A missing ingredient

the way you love(d) reminds me of being seventeen
pedaling ’round the estate with no brakes
playing basketball on concrete;

the way you mash bananas and mix the oats
add an unmeasured pinch of baking soda
and convince me of your recipe;

the way you pause and point at wildflowers and weeds
you tell me i’m the lavender flower between the trees
and you’re the chrysanthemums in the leaves;

and I’m convinced that if my palette could distinguish between
honey and syrup, if i could rake this wild field in my chest,
I could have loved you sweetly (too), like I was seventeen.

Guest Pastors

I will never forget this one guest pastor
who liked his eggs – specifically- runny and only runny
and sent the waitress back three times,
his growing wrath cooking his collar,
(mum and I still laugh about this).

What about the guest pastor who walked into the living room,
glanced at my playstation and decried the “devil box” consuming me.

there was another with a really big gap tooth
and when his sermon picked up, an excited whistle flew out.

oh, this guest pastor who walked out of the bathroom
with my towel and said “hope it’s ok, i used your toothbrush”.

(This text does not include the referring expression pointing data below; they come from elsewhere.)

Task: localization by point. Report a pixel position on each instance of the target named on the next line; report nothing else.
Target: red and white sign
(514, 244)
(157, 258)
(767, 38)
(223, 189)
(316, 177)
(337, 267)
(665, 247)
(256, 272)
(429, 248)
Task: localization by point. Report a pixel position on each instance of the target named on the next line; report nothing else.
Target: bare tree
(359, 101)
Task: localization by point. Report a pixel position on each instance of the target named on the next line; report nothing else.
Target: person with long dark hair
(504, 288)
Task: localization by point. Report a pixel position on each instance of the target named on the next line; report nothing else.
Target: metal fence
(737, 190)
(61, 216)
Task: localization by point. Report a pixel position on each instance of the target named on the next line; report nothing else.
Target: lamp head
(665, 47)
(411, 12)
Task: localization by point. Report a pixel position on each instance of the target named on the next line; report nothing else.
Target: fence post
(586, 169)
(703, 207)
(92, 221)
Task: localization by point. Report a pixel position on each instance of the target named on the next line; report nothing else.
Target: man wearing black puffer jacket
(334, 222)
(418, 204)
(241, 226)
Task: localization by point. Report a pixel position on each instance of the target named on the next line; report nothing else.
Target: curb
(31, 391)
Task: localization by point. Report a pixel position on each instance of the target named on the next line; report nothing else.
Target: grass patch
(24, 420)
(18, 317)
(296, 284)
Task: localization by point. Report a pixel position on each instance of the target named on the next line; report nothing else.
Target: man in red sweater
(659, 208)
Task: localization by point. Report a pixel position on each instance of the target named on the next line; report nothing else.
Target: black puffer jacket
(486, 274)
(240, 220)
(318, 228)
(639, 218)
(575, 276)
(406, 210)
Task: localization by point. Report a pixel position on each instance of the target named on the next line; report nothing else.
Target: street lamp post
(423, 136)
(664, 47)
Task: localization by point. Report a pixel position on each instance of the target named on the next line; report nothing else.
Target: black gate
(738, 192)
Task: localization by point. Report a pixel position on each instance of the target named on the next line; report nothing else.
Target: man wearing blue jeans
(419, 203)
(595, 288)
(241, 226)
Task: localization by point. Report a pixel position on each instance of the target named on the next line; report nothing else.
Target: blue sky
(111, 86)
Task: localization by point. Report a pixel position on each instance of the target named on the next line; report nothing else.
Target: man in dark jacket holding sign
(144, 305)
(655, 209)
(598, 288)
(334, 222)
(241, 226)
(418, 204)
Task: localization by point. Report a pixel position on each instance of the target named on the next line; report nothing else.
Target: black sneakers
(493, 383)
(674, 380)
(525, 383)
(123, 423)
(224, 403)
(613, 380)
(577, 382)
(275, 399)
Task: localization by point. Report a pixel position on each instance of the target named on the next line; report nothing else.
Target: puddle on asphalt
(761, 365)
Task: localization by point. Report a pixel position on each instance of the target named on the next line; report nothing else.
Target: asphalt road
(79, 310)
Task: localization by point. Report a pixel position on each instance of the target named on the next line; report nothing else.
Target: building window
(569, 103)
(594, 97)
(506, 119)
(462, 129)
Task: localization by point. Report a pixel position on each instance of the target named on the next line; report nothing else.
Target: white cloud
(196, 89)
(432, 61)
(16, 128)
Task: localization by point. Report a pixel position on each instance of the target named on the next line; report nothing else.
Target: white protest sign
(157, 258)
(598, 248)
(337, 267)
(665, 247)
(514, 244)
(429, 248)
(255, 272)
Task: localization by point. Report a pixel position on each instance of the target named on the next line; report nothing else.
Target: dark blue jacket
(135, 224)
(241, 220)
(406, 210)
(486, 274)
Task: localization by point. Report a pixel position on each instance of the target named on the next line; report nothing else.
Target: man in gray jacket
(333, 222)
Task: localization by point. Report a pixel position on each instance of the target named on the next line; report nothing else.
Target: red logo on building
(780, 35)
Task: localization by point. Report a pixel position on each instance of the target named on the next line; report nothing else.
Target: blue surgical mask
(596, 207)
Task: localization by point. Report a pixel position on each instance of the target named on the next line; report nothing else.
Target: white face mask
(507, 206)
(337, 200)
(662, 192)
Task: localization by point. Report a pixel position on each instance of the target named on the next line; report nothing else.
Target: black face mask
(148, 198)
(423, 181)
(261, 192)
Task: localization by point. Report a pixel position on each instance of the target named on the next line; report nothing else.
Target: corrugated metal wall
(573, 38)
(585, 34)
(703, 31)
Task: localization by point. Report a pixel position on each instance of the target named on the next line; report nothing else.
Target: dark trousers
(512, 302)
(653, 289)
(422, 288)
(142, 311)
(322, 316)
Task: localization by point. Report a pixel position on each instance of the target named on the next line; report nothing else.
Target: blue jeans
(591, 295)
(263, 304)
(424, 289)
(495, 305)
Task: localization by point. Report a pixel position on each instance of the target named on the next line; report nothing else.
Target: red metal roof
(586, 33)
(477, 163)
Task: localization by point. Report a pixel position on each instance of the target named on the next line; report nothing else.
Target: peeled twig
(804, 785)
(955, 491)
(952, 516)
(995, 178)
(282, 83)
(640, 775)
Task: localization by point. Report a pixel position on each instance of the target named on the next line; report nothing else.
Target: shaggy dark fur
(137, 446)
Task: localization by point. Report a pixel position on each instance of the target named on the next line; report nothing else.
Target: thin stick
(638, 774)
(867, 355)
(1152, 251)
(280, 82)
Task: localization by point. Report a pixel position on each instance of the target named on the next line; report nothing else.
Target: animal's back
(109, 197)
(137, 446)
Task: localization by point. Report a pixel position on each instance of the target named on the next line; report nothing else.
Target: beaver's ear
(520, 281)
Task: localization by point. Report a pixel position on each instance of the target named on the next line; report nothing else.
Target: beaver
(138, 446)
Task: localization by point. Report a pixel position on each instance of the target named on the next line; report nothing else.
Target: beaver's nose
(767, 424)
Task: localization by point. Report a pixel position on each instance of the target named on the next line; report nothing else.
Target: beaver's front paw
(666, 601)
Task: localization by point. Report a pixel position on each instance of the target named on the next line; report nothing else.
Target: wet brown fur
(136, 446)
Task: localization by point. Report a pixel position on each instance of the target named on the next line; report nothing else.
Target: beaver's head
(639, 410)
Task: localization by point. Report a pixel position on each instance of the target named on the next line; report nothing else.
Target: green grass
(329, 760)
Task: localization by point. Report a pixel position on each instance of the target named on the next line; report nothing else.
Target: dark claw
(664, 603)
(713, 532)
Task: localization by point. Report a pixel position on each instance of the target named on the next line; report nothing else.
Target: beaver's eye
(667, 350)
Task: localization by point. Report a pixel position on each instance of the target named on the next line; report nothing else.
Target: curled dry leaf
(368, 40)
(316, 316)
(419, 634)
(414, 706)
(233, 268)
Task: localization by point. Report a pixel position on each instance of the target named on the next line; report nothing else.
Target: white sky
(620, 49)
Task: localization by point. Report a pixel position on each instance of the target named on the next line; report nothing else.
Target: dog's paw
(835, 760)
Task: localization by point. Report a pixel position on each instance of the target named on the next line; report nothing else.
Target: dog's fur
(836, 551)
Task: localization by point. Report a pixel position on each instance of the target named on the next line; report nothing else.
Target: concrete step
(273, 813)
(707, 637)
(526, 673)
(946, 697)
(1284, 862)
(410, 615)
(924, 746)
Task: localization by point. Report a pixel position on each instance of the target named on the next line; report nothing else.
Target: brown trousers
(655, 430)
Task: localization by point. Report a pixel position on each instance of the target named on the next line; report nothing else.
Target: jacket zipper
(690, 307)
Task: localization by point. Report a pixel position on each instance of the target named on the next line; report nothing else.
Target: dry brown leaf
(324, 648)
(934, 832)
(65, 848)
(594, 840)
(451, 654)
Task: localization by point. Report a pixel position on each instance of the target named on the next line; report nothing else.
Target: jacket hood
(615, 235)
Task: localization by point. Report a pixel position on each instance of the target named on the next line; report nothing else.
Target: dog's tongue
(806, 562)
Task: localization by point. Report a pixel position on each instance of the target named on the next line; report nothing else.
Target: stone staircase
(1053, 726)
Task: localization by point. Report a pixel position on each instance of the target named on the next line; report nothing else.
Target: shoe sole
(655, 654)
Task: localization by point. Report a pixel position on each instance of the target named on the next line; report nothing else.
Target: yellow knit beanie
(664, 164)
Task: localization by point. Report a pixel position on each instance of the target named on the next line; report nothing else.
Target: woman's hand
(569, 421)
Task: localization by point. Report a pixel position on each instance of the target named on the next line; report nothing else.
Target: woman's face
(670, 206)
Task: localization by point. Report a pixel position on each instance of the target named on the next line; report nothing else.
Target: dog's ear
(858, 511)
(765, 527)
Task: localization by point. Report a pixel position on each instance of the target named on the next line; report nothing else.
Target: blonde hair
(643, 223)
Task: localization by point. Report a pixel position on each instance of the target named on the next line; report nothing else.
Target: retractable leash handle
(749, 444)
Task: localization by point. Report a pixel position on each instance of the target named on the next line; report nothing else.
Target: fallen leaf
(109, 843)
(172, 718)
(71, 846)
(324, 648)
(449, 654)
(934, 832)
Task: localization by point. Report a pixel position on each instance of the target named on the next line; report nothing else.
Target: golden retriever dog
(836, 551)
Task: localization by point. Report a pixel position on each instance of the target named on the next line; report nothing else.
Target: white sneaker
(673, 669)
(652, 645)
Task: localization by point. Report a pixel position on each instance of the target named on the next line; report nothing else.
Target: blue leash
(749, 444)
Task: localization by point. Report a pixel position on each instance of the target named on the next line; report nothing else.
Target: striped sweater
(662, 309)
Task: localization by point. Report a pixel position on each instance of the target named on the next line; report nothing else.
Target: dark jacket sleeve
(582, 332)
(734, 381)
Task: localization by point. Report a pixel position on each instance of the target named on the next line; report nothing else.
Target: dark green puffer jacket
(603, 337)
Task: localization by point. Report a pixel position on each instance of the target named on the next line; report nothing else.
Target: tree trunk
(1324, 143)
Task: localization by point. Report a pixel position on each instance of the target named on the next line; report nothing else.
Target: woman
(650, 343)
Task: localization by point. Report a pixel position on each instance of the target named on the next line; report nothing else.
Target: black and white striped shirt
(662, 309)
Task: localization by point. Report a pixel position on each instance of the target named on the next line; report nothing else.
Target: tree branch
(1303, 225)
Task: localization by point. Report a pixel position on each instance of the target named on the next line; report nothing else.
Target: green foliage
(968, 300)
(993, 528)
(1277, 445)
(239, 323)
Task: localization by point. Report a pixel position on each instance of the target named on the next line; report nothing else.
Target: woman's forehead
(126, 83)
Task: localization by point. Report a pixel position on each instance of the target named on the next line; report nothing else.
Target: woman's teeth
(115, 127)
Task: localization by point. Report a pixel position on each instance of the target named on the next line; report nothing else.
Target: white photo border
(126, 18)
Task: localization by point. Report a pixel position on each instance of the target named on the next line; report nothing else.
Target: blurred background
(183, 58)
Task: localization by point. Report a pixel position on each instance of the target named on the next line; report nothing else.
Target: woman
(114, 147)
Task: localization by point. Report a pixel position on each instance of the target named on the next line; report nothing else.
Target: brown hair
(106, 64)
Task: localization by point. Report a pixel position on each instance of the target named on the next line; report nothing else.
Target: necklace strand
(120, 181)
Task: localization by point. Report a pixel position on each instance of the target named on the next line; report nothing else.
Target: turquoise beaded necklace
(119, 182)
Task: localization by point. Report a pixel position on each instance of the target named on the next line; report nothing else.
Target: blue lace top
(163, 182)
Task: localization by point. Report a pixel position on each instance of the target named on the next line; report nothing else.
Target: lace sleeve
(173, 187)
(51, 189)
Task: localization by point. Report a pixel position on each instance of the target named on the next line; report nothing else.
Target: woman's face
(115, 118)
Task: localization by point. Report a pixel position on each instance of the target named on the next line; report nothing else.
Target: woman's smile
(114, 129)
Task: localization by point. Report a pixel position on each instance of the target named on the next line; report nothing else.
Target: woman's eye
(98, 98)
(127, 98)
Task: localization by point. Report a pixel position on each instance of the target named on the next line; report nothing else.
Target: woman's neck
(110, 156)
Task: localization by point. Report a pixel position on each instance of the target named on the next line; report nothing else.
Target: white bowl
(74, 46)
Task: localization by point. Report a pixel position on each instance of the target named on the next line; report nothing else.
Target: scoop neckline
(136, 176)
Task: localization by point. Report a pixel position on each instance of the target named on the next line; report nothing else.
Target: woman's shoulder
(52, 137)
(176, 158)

what about that pastor who after an evening meal
called my sister, “babe”.

the guest pastor who insisted on
the five star Hilton by the quayside.

the white guest pastor who cracked one about
Africans being rowdy and no one laughed.

the other white guest pastor who at my godson’s naming ceremony
couldn’t think of any other theme than slavery and persecution.

the American guest pastor with an exceptional appetite
and a waistline to match.

the guest pastor who at the end of the conference, stood by the door
and was recruiting for his church like a Navy admin at a high school.

the many guest pastors I gave up my room for
including the ones who spoke in tongues at 1am;

thanks for the parables.

To my uncles

To my uncles that nod from their posts with their badges
and suits, the ones that stand security for white
collars and stand as pillars for us;

to my uncles, with dreadlocks wrestling red lights
dishing trims at barber shops, whipping up sauces
and showing us who’s boss,

to my uncles with white aprons behind counters
to my uncles in well lit theatres with sharp scalpels

to my uncles who landed and stayed legit, salute
to my uncles who landed and deal illicit, invest.

to my uncles with PhDs, Drs, Mr’s, Sirs
and still know their kin, – chiefs.

to my uncles who kneel on Sundays and bow on Fridays
who chew khat and miss sugar cane, may the Father bless you.

to my uncles who send Naira back home even when rent is late
who squeeze Arsenal jerseys onto their pot bellies, captains.

to my uncles that came before, who stuck their foot in the door
my success is forever your success.

to my uncles who’ve stood like Jupiter and taken the meteors
of injustice on their backs, who bled, fled, persevered

to my uncles who know their rights, stand their ground
and keep their fists loaded, we see you.

to my uncles in the ground & in the sea, honour.

to my uncles in the motherland, the ones who will never leave
who insist home is where the soil is a mirror,

to my uncles who’s seed now give shade,
enjoy the fruit of the land.

a refrain

I just heard the new Justin Bieber track
& it reminded me of the castles we went to in the summer.
How you always wanted to go,
how I rang and said hello
what you doing tomorrow;
how we put our phones away,
how you looked at the spring, the waterfall,
the exotic garden of poisonous plants,
how the sun beamed on your braids with the gold clips.
& the other castle by the sea, when hayfever
made me drip, itch, cry and you still kissed me.
& I said, I breathe better with your mouth on mine.
I said, I breathe better with your mouth on mine.